BPS Lampung Perkuat Independensi Data, Kawal Akurasi Program Makan Bergizi Gratis

Sesi Foto Bersama
Sumber :
  • Foto Dokumentasi Istimewa

Lampung – Badan Pusat Statistik (BPS) Provinsi Lampung menegaskan komitmennya sebagai lembaga independen dan tepercaya dalam mendukung keberhasilan Program Strategis Nasional

 

Komitmen tersebut diwujudkan lewat Rapat Koordinasi Daerah (Rakorda) Survei Monitoring dan Evaluasi (Monev) Program Makan Bergizi Gratis (MBG) Tahap II Tahun 2025, yang digelar di Ballroom Swiss-Belhotel Lampung, Senin (27/10/2025).

 

Rakorda ini menjadi langkah penting untuk menajamkan instrumen survei dan memperkuat koordinasi lapangan, agar data yang dihasilkan semakin akurat, relevan, dan berdampak langsung pada kebijakan peningkatan gizi dan kualitas pendidikan masyarakat.

 

Kepala BPS Provinsi Lampung, Ahmadriswan Nasution, menegaskan, program Makan Bergizi Gratis adalah investasi penting menuju Indonesia Emas 2045.

 

“Peran BPS sangat vital dalam memastikan akuntabilitas dan efektivitas program melalui data yang independen, mencakup dimensi ekonomi, sosial, hingga kualitas pelaksanaan,” ujarnya.

 

Menurutnya, hasil Survei Monev Tahap I secara nasional menunjukkan potensi besar MBG sebagai stimulus ekonomi, dengan nilai kontrak mencapai Rp2,65 triliun dan penyerapan tenaga kerja sebanyak 53.776 orang di sektor Sentra Produksi dan Pengolahan Gizi (SPPG).

 

Sinergi Jadi Kunci Keberhasilan MBG

 

Kepala Dinas PMDT Provinsi Lampung sekaligus Ketua Satgas MBG Daerah, Saipul, menilai keberhasilan program MBG bergantung pada kekuatan kolaborasi lintas sektor.

 

“Data BPS menjadi dasar perbaikan sistem.

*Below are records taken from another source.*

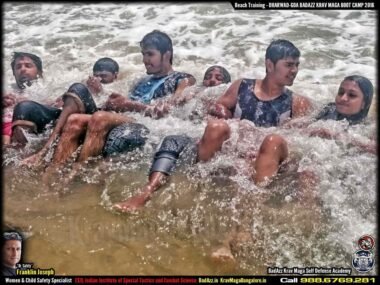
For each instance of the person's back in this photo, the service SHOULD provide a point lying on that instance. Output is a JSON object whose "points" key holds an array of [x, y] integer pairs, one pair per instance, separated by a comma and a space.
{"points": [[266, 102]]}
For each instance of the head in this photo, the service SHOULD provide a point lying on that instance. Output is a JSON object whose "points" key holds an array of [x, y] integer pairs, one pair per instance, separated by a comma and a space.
{"points": [[26, 67], [281, 61], [354, 97], [216, 75], [12, 242], [106, 69], [157, 50]]}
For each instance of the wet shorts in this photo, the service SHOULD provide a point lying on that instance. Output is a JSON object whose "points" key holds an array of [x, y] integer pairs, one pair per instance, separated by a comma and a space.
{"points": [[35, 115], [126, 137], [7, 129]]}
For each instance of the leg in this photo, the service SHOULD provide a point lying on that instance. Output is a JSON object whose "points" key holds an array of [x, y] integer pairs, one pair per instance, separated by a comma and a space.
{"points": [[69, 108], [31, 116], [156, 180], [164, 163], [74, 130], [273, 151], [217, 131], [98, 127]]}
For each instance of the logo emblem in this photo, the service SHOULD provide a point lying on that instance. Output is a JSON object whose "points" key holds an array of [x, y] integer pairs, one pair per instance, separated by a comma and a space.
{"points": [[363, 260], [366, 242]]}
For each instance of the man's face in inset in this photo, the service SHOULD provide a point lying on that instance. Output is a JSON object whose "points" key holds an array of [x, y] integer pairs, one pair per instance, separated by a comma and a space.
{"points": [[25, 71], [11, 253]]}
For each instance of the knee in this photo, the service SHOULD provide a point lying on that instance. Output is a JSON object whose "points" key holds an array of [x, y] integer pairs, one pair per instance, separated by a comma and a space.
{"points": [[274, 144], [75, 124], [99, 121], [174, 144], [23, 110], [217, 129]]}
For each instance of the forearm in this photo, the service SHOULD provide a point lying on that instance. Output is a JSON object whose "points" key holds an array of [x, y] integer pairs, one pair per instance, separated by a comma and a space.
{"points": [[219, 111]]}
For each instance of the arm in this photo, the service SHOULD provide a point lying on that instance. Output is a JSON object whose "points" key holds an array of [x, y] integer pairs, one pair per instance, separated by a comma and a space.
{"points": [[178, 97], [225, 105], [301, 106], [119, 103], [70, 107], [370, 147]]}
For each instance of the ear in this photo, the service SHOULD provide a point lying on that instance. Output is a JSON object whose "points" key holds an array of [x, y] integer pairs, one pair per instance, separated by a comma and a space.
{"points": [[269, 65], [166, 56], [363, 105]]}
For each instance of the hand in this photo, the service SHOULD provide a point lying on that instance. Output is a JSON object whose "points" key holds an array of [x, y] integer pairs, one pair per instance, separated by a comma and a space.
{"points": [[115, 102], [322, 133], [58, 102], [132, 204], [160, 109], [9, 100], [33, 160], [94, 85]]}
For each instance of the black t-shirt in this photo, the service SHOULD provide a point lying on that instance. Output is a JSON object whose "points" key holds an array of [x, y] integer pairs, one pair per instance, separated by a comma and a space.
{"points": [[8, 271]]}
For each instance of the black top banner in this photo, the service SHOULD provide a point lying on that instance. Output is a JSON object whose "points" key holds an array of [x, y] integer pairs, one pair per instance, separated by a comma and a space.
{"points": [[304, 5], [190, 280]]}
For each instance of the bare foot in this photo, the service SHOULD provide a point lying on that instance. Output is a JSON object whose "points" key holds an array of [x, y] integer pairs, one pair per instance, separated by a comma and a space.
{"points": [[132, 204], [223, 254], [33, 160]]}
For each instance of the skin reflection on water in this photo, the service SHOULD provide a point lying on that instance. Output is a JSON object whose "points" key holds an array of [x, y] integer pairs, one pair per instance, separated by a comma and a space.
{"points": [[177, 230]]}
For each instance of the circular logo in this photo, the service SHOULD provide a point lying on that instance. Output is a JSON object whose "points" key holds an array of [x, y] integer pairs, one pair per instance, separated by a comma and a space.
{"points": [[366, 242], [363, 260]]}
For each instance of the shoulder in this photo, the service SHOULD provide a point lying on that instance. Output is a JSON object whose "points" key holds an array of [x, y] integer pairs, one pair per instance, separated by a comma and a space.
{"points": [[301, 105]]}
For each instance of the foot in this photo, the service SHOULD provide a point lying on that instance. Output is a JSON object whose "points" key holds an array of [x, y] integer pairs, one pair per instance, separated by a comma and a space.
{"points": [[223, 254], [33, 160], [19, 136], [132, 204]]}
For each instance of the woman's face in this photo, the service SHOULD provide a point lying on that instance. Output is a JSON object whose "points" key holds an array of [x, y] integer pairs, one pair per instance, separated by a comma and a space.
{"points": [[213, 78], [350, 98]]}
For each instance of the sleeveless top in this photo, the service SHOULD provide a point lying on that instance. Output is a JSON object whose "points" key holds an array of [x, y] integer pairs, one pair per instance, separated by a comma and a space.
{"points": [[262, 113], [152, 87], [329, 112]]}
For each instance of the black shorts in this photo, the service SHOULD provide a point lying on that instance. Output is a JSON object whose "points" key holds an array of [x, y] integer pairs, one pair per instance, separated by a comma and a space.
{"points": [[126, 137]]}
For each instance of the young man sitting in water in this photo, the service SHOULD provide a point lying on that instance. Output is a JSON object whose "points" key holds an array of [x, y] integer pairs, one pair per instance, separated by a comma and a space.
{"points": [[265, 102], [34, 117], [26, 68], [105, 71], [161, 81]]}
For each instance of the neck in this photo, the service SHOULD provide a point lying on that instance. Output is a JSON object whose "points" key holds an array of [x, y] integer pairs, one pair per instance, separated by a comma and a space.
{"points": [[165, 71], [270, 88]]}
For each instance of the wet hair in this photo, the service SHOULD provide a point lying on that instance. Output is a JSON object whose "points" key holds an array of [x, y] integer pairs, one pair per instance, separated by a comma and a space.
{"points": [[226, 74], [159, 41], [330, 112], [106, 64], [280, 49], [36, 60], [367, 88]]}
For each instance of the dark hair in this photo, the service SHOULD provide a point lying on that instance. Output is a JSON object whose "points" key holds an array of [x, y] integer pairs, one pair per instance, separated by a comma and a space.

Evaluasi berkelanjutan penting agar tujuan peningkatan gizi anak-anak tercapai dan pencegahan insiden seperti keracunan makanan dapat diminimalkan,” jelasnya.

 

Ia menambahkan, Satgas MBG berkomitmen memastikan seluruh pelaksana mematuhi standar tata kelola dan higienitas, termasuk kepemilikan Sertifikat Laik Higienis (SLHS) dan sertifikat penjamah makanan.

 

Sorotan Kesehatan dan Pendidikan: Dua Pilar Kualitas MBG

 

Dari aspek kesehatan, Yuliana, Fungsional Sanitarian Ahli Madya Dinas Kesehatan Provinsi Lampung, mengingatkan pentingnya indikator keamanan pangan.

 

“Insiden keracunan pangan pada 78 siswa di Pondok Pesantren Baitul Nur pada 14 Oktober lalu menjadi pelajaran penting. Survei BPS Tahap II harus memperkuat indikator keamanan dan standar gizi di TPP,” tegasnya.

 

Sementara dari aspek pendidikan, Suslina Sari, Kepala Bidang Pendidikan Khusus Dinas Pendidikan Provinsi Lampung, menilai MBG bukan sekadar program pemberian makanan, melainkan intervensi gizi dan pendidikan secara simultan.